La storia di Alessandra e le sue amare considerazioni sull’ospedale pediatrico hanno suscitato un vespaio di polemiche, in redazione siamo stati letteralmente sommersi di commenti. Da chi si è limitato a inveire a chi si è sentito profondamente colpito. Molti, seguendo l’esempio di Alessandra, ci hanno scritto per raccontare la loro storia.

Tiziana ha un figlio di un anno.
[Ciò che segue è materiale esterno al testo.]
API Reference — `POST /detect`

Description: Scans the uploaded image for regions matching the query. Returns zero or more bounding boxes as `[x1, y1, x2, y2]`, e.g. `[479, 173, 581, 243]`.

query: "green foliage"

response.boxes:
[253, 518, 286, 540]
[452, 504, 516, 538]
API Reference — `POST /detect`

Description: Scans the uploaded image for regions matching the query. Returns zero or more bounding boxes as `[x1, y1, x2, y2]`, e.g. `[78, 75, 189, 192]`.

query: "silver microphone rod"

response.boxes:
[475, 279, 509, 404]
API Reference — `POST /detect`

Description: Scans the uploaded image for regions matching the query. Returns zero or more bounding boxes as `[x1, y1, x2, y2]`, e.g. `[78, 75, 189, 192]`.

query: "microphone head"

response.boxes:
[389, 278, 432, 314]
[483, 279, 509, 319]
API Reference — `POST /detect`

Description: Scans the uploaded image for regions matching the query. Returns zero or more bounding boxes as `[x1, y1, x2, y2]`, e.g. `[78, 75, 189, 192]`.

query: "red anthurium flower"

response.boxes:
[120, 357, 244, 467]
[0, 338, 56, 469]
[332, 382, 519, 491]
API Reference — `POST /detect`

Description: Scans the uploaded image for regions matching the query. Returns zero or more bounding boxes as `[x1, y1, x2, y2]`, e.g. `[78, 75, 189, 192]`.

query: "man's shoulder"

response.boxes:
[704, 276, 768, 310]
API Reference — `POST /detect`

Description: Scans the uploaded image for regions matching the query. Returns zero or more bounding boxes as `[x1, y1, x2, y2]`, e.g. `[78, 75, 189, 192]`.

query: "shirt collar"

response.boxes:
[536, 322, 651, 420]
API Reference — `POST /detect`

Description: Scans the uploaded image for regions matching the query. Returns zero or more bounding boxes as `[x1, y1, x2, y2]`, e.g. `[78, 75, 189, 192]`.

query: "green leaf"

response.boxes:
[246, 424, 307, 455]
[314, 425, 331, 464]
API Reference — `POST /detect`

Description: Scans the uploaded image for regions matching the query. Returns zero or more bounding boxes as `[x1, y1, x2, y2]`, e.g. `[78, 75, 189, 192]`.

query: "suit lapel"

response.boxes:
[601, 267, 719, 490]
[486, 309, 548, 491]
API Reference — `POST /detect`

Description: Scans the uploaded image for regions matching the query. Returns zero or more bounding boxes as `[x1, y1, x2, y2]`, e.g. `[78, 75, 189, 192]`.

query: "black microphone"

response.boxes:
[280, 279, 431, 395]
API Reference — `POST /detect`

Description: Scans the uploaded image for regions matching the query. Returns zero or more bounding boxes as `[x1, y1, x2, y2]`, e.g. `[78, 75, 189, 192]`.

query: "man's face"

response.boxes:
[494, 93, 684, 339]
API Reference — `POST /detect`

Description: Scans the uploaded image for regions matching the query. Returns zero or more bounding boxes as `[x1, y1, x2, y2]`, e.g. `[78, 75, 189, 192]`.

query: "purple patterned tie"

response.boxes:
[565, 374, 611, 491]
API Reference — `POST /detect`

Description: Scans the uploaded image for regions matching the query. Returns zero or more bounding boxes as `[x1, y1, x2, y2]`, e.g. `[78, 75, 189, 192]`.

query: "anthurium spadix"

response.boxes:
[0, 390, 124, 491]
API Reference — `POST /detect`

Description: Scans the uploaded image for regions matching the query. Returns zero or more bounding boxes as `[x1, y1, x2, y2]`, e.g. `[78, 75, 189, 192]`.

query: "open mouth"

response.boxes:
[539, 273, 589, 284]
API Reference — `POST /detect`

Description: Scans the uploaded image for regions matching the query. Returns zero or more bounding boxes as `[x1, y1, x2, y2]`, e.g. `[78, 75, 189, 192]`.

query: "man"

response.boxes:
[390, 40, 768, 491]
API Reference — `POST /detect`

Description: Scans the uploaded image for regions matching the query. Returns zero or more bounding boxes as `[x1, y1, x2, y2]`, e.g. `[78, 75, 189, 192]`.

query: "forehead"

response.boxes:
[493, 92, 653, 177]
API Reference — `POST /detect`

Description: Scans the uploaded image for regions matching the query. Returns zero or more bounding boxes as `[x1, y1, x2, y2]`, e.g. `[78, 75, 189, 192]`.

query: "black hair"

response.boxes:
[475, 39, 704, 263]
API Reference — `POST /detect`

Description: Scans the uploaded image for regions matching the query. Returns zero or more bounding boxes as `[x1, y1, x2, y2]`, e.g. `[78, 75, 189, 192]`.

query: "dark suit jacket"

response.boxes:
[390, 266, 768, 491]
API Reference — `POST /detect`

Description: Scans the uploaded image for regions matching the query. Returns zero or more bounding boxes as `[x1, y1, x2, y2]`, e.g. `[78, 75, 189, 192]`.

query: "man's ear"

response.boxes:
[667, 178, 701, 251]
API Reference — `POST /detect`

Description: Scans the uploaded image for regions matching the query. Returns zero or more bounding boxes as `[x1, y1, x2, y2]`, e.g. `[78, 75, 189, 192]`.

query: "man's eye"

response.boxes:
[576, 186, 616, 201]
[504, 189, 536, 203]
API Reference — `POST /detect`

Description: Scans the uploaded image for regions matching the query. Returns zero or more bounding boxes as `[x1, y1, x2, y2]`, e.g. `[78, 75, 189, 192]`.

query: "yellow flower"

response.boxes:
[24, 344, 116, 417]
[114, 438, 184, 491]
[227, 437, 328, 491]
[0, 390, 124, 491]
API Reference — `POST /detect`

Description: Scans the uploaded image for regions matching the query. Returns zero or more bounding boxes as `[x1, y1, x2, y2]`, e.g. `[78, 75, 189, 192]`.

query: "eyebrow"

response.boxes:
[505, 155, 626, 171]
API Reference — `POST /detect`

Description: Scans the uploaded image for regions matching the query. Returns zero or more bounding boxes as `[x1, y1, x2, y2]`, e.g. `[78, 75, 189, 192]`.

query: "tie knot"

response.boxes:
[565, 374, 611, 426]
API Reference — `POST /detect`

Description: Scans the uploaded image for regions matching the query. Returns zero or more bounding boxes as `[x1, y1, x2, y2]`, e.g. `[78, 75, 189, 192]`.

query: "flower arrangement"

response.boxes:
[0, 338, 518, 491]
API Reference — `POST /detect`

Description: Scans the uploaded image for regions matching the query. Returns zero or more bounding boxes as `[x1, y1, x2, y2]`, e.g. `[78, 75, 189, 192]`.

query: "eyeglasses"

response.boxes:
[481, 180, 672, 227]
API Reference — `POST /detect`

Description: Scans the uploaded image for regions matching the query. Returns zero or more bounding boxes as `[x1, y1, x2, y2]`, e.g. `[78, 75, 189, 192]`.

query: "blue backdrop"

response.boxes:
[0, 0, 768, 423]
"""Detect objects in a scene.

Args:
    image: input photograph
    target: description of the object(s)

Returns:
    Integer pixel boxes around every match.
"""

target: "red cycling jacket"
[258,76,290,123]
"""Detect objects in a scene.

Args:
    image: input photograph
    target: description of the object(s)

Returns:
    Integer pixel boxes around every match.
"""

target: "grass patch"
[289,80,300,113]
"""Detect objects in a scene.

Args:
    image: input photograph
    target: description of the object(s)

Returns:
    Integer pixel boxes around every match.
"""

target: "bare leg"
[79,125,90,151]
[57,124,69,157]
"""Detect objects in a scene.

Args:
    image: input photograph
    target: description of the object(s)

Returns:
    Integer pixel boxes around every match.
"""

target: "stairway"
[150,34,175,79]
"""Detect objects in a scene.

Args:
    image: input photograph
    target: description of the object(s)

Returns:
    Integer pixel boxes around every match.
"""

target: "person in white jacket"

Questo è quello che ci ha scritto dopo aver letto la storia di Alessandra:

«Non è un ospedaletto il posto in cui, per essere visitati dall’unico medico di guardia, bisogna attendere tre ore (documenti alla mano), in queste tre ore,  non sapevo dove andare a cambiare il pannolino al mio cucciolo di un anno (non c’è una nursery) ma ancora peggio non sapevo cosa dargli da mangiare visto che non c’è possibilità di preparare del latte (di certo non potevo dargli un pacco di crackers).

Inoltre questi poveri bimbi, spesso febbricitanti, sono costretti a stare in questa sala di attesa sporca di  vomito (visto che di domenica non c’è l’addetto alle pulizie, quindi a terra carta per tamponare), oltre al fatto che dovrebbe esistere una stanza di attesa differente per i bambini al di sotto di un anno per evitare il contagio di malattie esantematiche dai più grandi, semmai ci fossero bimbi con questi virus.

Si potrebbe anche aspettare inutilmente visto che la sera non c’è né l’otorino né il dermatologo e ti mandano al policlinico a fare la consulenza (assurdo).

Detto ciò, bisognerebbe incominciare a fare un po’ di rumore, perché se è vero che i bambini sono il futuro questo non è il modo di trattarli!»